Re: [ceph-users] which CentOS 7 kernel is compatible with jewel?

2016-06-15 Thread Michael Kuriger
Still not working with newer client.  But I get a different error now.

[root@test ~]# rbd ls
test1

[root@test ~]# rbd showmapped

[root@test ~]# rbd map test1
rbd: sysfs write failed
RBD image feature set mismatch. You can disable features unsupported by the 
kernel with "rbd feature disable".
In some cases useful info is found in syslog - try "dmesg | tail" or so.
rbd: map failed: (6) No such device or address

[root@test ~]# dmesg | tail
[52056.980880] rbd: loaded (major 251)
[52056.990399] libceph: mon0 10.1.77.165:6789 session established
[52056.992567] libceph: client4966 fsid f1466aaa-b08b-4103-ba7f-69165d675ba1
[52057.024913] rbd: image mk7193.np.wc1.yellowpages.com: image uses unsupported 
features: 0x3c
[52085.856605] libceph: mon0 10.1.77.165:6789 session established
[52085.858696] libceph: client4969 fsid f1466aaa-b08b-4103-ba7f-69165d675ba1
[52085.883350] rbd: image test1: image uses unsupported features: 0x3c
[52167.683868] libceph: mon1 10.1.78.75:6789 session established
[52167.685990] libceph: client4937 fsid f1466aaa-b08b-4103-ba7f-69165d675ba1
[52167.709796] rbd: image test1: image uses unsupported features: 0x3c

[root@test ~]# uname -a
Linux test.np.4.6.2-1.el7.elrepo.x86_64 #1 SMP Wed Jun 8 14:49:20 EDT 2016 
x86_64 x86_64 x86_64 GNU/Linux

[root@test ~]# ceph --version
ceph version 10.2.1 (3a66dd4f30852819c1bdaa8ec23c795d4ad77269)




 

 
Michael Kuriger
Sr.
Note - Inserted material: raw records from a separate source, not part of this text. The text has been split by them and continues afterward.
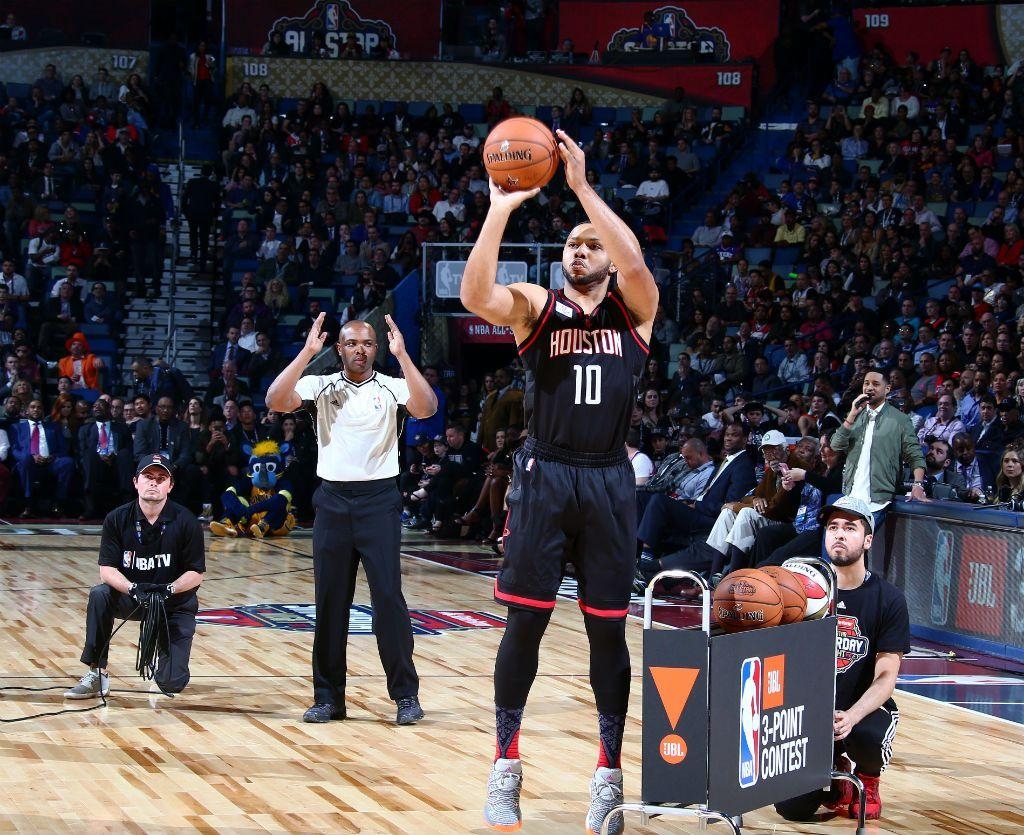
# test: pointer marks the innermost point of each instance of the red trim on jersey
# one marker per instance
(629, 320)
(603, 613)
(567, 300)
(545, 316)
(528, 601)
Unix Systems Engineer
* mk7...@yp.com |( 818-649-7235








On 6/14/16, 12:28 PM, "Ilya Dryomov" <idryo...@gmail.com> wrote:

>On Mon, Jun 13, 2016 at 8:37 PM, Michael Kuriger <mk7...@yp.com> wrote:
>> I just realized that this issue is probably because I’m running jewel 10.2.1 
>> on the servers side, but accessing from a client running hammer 0.94.7 or 
>> infernalis 9.2.1
>>
>> Here is what happens if I run rbd ls from a client on infernalis.  I was 
>> testing this access since we weren’t planning on building rpms for Jewel on 
>> CentOS 6
>>
>> $ rbd ls
>> 2016-06-13 11:24:06.881591 7fe61e568700  0 -- :/3877046932 >> 
>> 10.1.77.165:6789/0 pipe(0x562ed3ea7550 sd=3 :0 s=1 pgs=0 cs=0 l=1 
>> c=0x562ed3ea0ac0).fault
>> 2016-06-13 11:24:09.882051 7fe61137f700  0 -- :/3877046932 >> 
>> 10.1.78.75:6789/0 pipe(0x7fe608000c00 sd=3 :0 s=1 pgs=0 cs=0 l=1 
>> c=0x7fe608004ef0).fault
>> 2016-06-13 11:24:12.882389 7fe61e568700  0 -- :/3877046932 >> 
>> 10.1.77.165:6789/0 pipe(0x7fe608008350 sd=4 :0 s=1 pgs=0 cs=0 l=1 
>> c=0x7fe60800c5f0).fault
>> 2016-06-13 11:24:18.883642 7fe61e568700  0 -- :/3877046932 >> 
>> 10.1.77.165:6789/0 pipe(0x7fe608008350 sd=3 :0 s=1 pgs=0 cs=0 l=1 
>> c=0x7fe6080078e0).fault
>> 2016-06-13 11:24:21.884259 7fe61137f700  0 -- :/3877046932 >> 
>> 10.1.78.75:6789/0 pipe(0x7fe608000c00 sd=4 :0 s=1 pgs=0 cs=0 l=1 
>> c=0x7fe608007110).fault
>
>Accessing jewel with older clients should work as long as you don't
>enable jewel tunables and such; the same goes for older kernels.  Can
>you do
>
>rbd --debug-ms=20 ls
>
>and attach the output?
>
>Thanks,
>
>Ilya
___
ceph-users mailing list
ceph-users@lists.ceph.com
http://lists.ceph.com/listinfo.cgi/ceph-users-ceph.com


Re: [ceph-users] which CentOS 7 kernel is compatible with jewel?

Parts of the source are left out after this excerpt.